Questionado sobre se o Governo vai fazer uma vistoria a nível nacional a eventuais situações idênticas, o governante não respondeu, alegando apenas que as vistorias "são feitas" e "há uma fiscalização atenta".

Há estradas que são do Estado e outras concessionadas. Evidentemente que as concessionárias também têm obrigações no âmbito dos seus contratos", sustentou, alegando que o Governo espera que "não haja problemas" nas vias sob responsabilidade estatal.

Os episódios que detetámos ao longo dos anos são poucos, contamos que não existam mais", frisou.

Sobre o caso específico da A14, em que o colapso de tubagens de uma passagem hidráulica levou ao aluimento na autoestrada, Guilherme W. d’Oliveira Martins frisou que a zona do incidente "tem algumas particularidades geológicas" mas não respondeu à pergunta do porquê de ser preciso a estrada cair para ser intervencionada.

Isto sucedeu numa altura em que não estaríamos à espera mas a solução está encontrada e o importante é que consigamos minimizar isto da melhor forma", afirmou apenas.

Na ocasião, o secretário de Estado estimou a duração da intervenção na A14 em sete a nove semanas (mais de dois meses), um prazo mais dilatado do que aquele que tem vindo a ser anunciado pela concessionária Brisa, que aponta a duração da obra em seis a sete semanas, pouco mais de mês e meio.

Sobre a ponte militar que deverá começar a ser instalada na quarta-feira entre a A14 e a EN 111, o governante classificou-a de "solução equilibrada" e "transitória" para ajudar a resolver os constrangimentos de trânsito nos acessos à Figueira da Foz.

A ponte terá 55 metros de comprimento, 40 metros de vão e 4,5 metros de largura e será instalada entre a A14 e a EN 111, por cima da chamada Vala Real, junto ao nó da autoestrada em Santa Eulália.

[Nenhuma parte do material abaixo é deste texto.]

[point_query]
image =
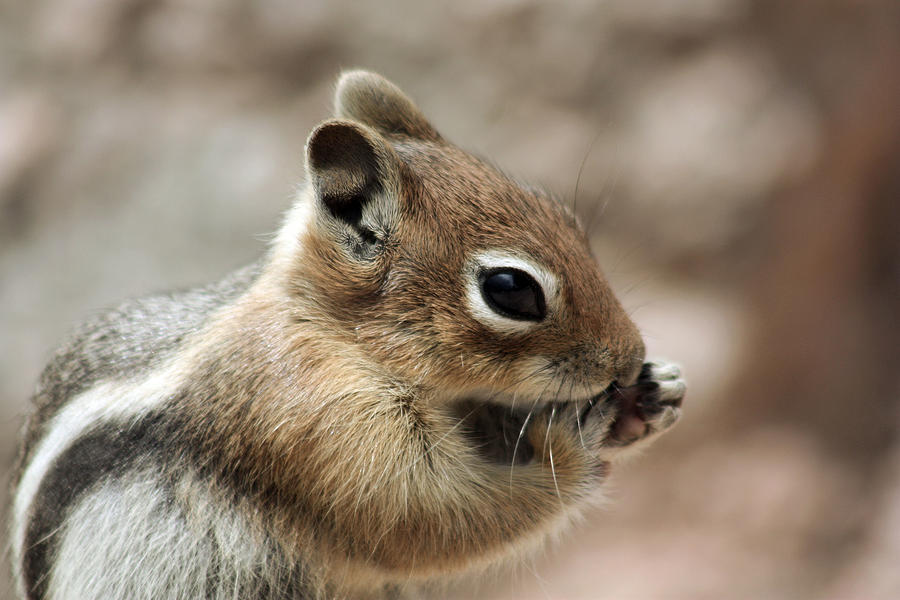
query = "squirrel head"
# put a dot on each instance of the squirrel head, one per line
(444, 271)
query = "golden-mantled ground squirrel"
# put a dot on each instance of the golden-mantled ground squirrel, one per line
(427, 374)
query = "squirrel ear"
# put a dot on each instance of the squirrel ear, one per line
(354, 174)
(373, 100)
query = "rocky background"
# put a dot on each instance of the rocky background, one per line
(737, 162)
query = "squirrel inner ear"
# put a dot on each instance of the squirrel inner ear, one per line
(354, 175)
(373, 100)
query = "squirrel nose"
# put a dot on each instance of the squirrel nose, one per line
(630, 361)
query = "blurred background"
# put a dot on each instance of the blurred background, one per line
(737, 163)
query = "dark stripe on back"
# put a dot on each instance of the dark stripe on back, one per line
(106, 450)
(124, 342)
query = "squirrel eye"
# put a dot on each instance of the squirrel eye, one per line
(513, 293)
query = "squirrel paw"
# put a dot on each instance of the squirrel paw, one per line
(641, 411)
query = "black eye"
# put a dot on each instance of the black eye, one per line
(513, 293)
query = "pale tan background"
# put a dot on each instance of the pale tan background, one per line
(737, 161)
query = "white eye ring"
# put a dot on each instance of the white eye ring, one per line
(495, 259)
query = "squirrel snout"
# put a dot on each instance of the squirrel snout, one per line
(630, 360)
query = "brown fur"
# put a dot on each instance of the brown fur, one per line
(336, 374)
(349, 401)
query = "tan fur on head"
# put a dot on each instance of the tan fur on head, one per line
(427, 375)
(371, 99)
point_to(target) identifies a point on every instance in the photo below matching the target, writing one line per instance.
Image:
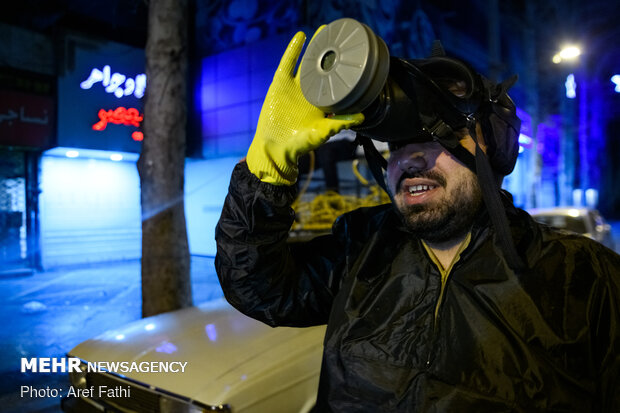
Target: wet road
(47, 314)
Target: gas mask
(347, 69)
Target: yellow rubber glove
(289, 126)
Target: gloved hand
(289, 126)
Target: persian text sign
(26, 120)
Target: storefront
(27, 116)
(90, 190)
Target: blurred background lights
(567, 53)
(571, 86)
(616, 80)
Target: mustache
(428, 174)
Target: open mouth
(417, 190)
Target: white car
(586, 221)
(233, 364)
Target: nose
(413, 163)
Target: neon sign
(120, 116)
(615, 79)
(116, 83)
(571, 86)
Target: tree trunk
(165, 252)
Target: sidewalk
(47, 314)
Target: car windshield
(575, 224)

A estrutura militar como que recupera o anterior percurso daquela estrada nacional, existente naquele local antes da construção, em 1994, do IP3 (hoje A14).

O governante explicou que o tráfego na ponte militar será realizado de forma alternada, com reforço da sinalização, nomeadamente através de semáforos.

Vai garantir que num curto espaço de tempo que o trânsito consiga fluir da melhor forma", frisou.

Já o presidente da Câmara da Figueira da Foz, João Ataíde, disse que com a ponte militar a autarquia pode continuar as obras de uma ponte em betão na EN 111, intervenção que impede a circulação naquela estrada, na zona das pontes de Maiorca, via que seria uma alternativa natural face ao encerramento da A14.

Facilita, porque evita o cruzamento de Quinhendros [em Montemor-o-Velho, por onde passa o atual percurso alternativo] e permite uma fluência de tráfego", frisou.

João Ataíde admitiu que o quotidiano das populações de Santo Amaro da Boiça e Maiorca "está a ser gravemente prejudicado" com o desvio de trânsito de e para Coimbra que passa no interior daquelas localidades e disse esperar que no prazo de nove dias a ponte militar esteja concluída.